As the penetration rate of distributed generators (DG) in active distribution networks (ADNs) gradually increases, it is necessary to accurately estimate the operating state of the ADNs to ensure their safe and stable operation. However, the high randomness and volatility of distributed generator output and active loads have increased the difficulty of state estimation. To solve this problem, a method is proposed for forecasting-aided state estimation (FASE) in ADNs, which integrates the optimal extreme random forest based on the maximum average energy concentration (MAEC) and variable mode decomposition (VMD) of states.
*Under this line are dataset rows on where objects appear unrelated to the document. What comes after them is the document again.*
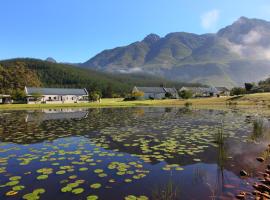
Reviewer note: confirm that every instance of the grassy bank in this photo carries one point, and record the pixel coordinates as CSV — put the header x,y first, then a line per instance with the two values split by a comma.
x,y
261,99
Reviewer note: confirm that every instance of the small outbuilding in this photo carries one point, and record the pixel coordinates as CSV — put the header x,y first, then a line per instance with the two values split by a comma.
x,y
201,91
56,95
5,99
223,91
156,92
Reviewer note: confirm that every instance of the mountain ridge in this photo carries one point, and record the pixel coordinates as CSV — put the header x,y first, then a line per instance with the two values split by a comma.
x,y
219,59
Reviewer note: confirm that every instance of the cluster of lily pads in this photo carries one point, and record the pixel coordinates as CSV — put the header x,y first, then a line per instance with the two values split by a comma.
x,y
105,150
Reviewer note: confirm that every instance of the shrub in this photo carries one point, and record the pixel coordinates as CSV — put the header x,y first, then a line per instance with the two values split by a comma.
x,y
237,91
185,94
137,95
94,96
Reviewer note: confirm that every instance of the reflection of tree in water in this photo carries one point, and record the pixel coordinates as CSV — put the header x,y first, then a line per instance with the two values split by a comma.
x,y
216,189
261,130
168,191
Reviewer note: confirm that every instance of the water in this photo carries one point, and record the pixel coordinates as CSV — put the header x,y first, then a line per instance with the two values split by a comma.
x,y
118,153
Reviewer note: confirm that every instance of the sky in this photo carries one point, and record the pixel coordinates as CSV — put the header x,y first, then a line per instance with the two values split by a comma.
x,y
76,30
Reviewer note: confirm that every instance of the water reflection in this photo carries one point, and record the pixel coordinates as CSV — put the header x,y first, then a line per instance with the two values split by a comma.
x,y
163,153
55,114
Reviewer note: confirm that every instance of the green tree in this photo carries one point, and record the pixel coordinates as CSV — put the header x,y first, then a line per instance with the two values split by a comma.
x,y
94,96
237,91
249,86
36,96
168,95
18,95
137,95
185,94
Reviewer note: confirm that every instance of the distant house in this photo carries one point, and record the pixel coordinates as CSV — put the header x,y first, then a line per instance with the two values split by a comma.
x,y
55,95
223,91
156,92
201,91
5,99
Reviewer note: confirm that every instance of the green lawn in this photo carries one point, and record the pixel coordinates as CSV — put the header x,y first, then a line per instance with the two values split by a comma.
x,y
261,99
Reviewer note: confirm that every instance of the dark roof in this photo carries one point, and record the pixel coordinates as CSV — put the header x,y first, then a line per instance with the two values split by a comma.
x,y
55,91
151,89
200,89
171,90
222,89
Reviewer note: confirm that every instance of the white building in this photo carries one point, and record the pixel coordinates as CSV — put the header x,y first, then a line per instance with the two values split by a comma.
x,y
55,95
156,92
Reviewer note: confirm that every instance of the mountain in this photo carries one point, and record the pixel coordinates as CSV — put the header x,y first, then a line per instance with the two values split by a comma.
x,y
236,54
15,74
50,59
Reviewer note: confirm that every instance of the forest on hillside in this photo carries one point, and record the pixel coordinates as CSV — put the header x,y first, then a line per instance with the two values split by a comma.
x,y
15,74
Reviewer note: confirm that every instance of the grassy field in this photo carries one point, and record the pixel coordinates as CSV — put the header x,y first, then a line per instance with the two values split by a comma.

Firstly, a parameter optimization model based on MAEC is constructed to decompose the state variables of the ADNs into a set of intrinsic mode components using VMD. Then, strongly correlated weather and date features in ADNs state prediction are selected using the multivariate rapid maximum information coefficient (RapidMIC) based on Schmidt orthogonal decomposition. Finally, by combining the set of intrinsic mode functions of the ADNs state, calendar rules, and weather features, an ensemble FASE method based on the extreme random tree (ERT) ensemble for the ADNs based on cubature particle filtering (CPF) is developed. An optimization model based on mean absolute error and root mean square error is established to obtain the optimal integration strategy and final estimation results. Simulation verification is performed on the IEEE 118-bus standard distribution system. The results show that the proposed method achieves higher accuracy compared to other estimation methods, with root mean square errors of 1.4902 × 10 −4 for voltage magnitude and 4.8915 × 10 −3 for phase angle.

Suggested Citation

  • Yue Yu & Jiahui Guo & Zhaoyang Jin, 2023. "Optimal Extreme Random Forest Ensemble for Active Distribution Network Forecasting-Aided State Estimation Based on Maximum Average Energy Concentration VMD State Decomposition," Energies, MDPI, vol. 16(15), pages 1-25, July.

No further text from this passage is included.